Here are the key benefits an AI Security Threat Capability Matrix:

• Inclusivity and Standardisation of Language

·       Enhances Communication: Adopting a standardised approach to defining threat capabilities allows for clearer communication among cybersecurity professionals, developers, and AI systems. This shared language ensures that both human analysts and automated systems can consistently understand and interpret threat data.
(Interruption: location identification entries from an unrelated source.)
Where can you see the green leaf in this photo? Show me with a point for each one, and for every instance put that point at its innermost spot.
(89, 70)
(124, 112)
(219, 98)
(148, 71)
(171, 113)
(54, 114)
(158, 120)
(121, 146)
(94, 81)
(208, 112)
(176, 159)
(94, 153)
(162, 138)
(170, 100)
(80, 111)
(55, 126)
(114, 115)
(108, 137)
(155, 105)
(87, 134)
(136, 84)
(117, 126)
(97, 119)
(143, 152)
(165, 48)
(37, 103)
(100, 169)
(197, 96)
·       Facilitates AI Integration: AI and machine learning models in cybersecurity stand to gain significantly from standardised definitions within the threat capability matrix. Such models can automatically categorise threats within a cybersecurity data fabric, boosting the speed and precision of threat detection and response. Standardised levels within the matrix mean these models can be trained more effectively on uniform data sets, enhancing their capability to spot and classify emerging threats.

·       Encourages Collaborative Defence: A scientifically robust approach to the threat capability matrix fosters collaboration across various sectors and industries. This mutual effort allows for the exchange of threat intelligence and defensive strategies, strengthening the collective cybersecurity posture.

• Distinguishing Theoretical vs Actual Capabilities

·       Prioritises Actual Threats: Understanding the matrix aids in differentiating between theoretical threats and those that threat actors are currently equipped to execute. This is vital for focusing defences on the most probable and damaging attacks.

·       Improves Threat Intelligence: A scientific, threat-focused method of classifying capabilities within the matrix enables organisations to more accurately evaluate the risk posed by different threat actors. Knowing what adversaries are capable of allows organisations to tailor their defences more precisely to the real threat environment.

·       Optimises Resource Allocation: Being aware of the present capabilities of threat actors allows organisations to distribute their cybersecurity resources more effectively. By concentrating efforts on immediate threats, organisations can improve their defence against actual, as opposed to hypothetical, attacks.

•  Facilitating Scientific, Integrated Defence Strategies

·       Bolsters Decision Support Systems: Categorising threats within the matrix helps in developing decision support systems that guide both humans and machines in making informed threat response decisions. This amalgamation of human insight and machine intelligence fosters a cybersecurity stance that is both resilient and agile.

·       Guides Defence Capability Development: A clear understanding of the matrix empowers cybersecurity teams to create more focused and potent defence mechanisms. Preparedness for potential threat escalations ensures that defences are proactive, not just reactive.

·       Encourages a Proactive Security Approach: A scientific strategy to grasp the threat capability matrix prompts a shift from reactive to proactive security measures. Anticipating the progression of threat actor capabilities, organisations can ready their defences in advance, diminishing the likelihood of successful attacks.

In summary, comprehending the AI Security Threat Capability Matrix is key to constructing a more inclusive, scientifically informed, threat centric and action-oriented cybersecurity defence framework. It narrows the gap between theoretical risks and actual threat landscapes, allowing for the development of more efficient, integrated defence strategies that capitalise on both human expertise and AI technology. This proactive stance not only enhances defences against current threats but also lays the groundwork for mitigating future AI Security risks.